J’aurai tant voulu pouvoir écrire que le G20 est un succès total : J’aurai tant voulu pouvoir, comme le font presque tous les commentateurs, saluer sans nuance les efforts énormes des uns et des autres pour que personne ne claque la porte.
Les efforts du président français, pour qu’on traite sérieusement de la régulation, ce qu’on a fait, en promettant une liste de paradis fiscaux, en contrôlant mieux les agences de notation, les hedges funds et les rémunérations des patrons et des traders, en créant un comité de stabilité économique (au lieu du Forum du même nom).
Les efforts du président américain, pour qu’on rappelle les immenses programmes de relance, ce qu’on a fait.
Ceux du président chinois, pour qu’on reforme le FMI et qu’on crée des DTS, ce qu’on a fait. Ceux des présidents du Sud pour qu’on augmente de 0, 75 trillions les moyens du FMI à leur intention, ce qu’on a fait, portant à 5 trillions le montant de la relance.
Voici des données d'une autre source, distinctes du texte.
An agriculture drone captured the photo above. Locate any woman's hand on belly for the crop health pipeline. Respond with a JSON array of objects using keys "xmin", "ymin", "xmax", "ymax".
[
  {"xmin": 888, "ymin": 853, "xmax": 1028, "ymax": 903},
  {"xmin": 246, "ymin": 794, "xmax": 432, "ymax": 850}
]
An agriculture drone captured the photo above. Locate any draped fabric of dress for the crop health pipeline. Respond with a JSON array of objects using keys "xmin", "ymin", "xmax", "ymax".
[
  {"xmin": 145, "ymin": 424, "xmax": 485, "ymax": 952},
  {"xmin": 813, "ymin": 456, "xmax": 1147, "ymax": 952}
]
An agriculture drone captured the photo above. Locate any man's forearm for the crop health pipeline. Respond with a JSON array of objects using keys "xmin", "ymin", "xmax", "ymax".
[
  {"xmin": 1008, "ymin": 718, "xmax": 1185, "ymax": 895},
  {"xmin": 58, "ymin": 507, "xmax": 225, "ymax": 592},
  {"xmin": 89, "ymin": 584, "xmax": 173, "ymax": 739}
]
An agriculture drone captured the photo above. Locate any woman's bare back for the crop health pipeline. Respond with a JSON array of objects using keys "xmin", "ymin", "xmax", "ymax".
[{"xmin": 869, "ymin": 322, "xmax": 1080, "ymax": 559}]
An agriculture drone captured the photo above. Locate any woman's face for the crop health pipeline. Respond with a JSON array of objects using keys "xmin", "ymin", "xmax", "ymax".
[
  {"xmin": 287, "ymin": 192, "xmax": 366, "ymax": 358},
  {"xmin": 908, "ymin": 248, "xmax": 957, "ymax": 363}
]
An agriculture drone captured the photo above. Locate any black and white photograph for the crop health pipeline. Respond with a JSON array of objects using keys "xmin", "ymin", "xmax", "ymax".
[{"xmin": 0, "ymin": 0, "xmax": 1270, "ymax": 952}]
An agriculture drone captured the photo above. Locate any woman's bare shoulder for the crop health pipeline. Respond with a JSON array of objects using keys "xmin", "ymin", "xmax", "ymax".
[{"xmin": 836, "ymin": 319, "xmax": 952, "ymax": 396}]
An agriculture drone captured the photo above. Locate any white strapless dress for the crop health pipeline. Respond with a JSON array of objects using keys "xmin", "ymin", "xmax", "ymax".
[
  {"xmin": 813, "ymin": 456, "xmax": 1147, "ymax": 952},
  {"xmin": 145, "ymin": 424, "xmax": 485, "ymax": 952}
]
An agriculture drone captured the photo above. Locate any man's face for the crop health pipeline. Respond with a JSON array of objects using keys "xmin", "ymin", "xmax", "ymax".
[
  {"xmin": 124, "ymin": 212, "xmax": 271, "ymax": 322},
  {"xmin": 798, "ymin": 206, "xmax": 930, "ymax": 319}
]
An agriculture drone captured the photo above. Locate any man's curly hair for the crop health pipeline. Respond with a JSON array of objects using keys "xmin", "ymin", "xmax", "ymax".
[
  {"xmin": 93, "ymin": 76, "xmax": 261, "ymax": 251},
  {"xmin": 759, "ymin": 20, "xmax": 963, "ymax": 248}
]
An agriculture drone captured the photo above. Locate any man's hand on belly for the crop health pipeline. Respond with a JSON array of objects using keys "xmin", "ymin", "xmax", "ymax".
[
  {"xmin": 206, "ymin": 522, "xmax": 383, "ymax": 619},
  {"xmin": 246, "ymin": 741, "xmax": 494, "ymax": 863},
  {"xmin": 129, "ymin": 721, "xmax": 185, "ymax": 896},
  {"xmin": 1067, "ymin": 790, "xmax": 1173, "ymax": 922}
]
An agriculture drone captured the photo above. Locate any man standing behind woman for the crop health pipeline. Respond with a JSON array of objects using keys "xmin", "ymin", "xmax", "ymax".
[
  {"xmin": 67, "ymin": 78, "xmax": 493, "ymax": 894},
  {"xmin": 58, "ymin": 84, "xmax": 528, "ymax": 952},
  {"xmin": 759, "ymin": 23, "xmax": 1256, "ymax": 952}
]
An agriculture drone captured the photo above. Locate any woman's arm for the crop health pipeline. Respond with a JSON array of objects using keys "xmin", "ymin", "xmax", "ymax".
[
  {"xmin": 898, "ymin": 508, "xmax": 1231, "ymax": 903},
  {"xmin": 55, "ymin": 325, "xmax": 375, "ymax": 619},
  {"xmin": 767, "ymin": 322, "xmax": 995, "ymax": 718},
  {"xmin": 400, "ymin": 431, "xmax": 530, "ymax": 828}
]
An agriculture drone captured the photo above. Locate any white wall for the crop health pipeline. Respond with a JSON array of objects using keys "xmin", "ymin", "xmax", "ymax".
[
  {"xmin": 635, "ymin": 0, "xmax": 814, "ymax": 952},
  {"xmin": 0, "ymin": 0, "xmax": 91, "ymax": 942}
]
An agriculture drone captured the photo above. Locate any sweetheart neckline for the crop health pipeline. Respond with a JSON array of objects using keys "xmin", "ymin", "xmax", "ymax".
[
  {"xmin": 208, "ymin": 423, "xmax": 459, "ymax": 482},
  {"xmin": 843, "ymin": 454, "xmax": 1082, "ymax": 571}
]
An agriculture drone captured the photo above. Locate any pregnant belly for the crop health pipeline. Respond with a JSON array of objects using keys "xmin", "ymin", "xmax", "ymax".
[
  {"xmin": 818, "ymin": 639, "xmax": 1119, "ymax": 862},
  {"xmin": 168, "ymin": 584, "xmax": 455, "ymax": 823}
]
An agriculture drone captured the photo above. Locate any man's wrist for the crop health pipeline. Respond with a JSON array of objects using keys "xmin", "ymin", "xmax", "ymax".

Mais je ne peux m’empêcher de craindre que tout cela n’annonce aussi l’accumulation de bien de nouveaux nuages à l’horizon, parce qu’on emploie pour résoudre la crise les mêmes armes que celles qui l’ont créée. Quelques exemples :
5 Trillions de relance ?
C’est bien la somme des sommes déjà dégagées, mélange de prêts, d’émissions monétaires, qui représente 10% du PIB mondial ; mais qui renvoie à la question simple : qui finance ? Je ne vois aucune recette, sauf la vente d’un peu d’or du FMI ; et encore, sa mise sur le marché en fera s’effondrer le prix. Comment alors espérer résoudre une crise de la dette en augmentant la dette ? A terme, par l’argent des contribuables.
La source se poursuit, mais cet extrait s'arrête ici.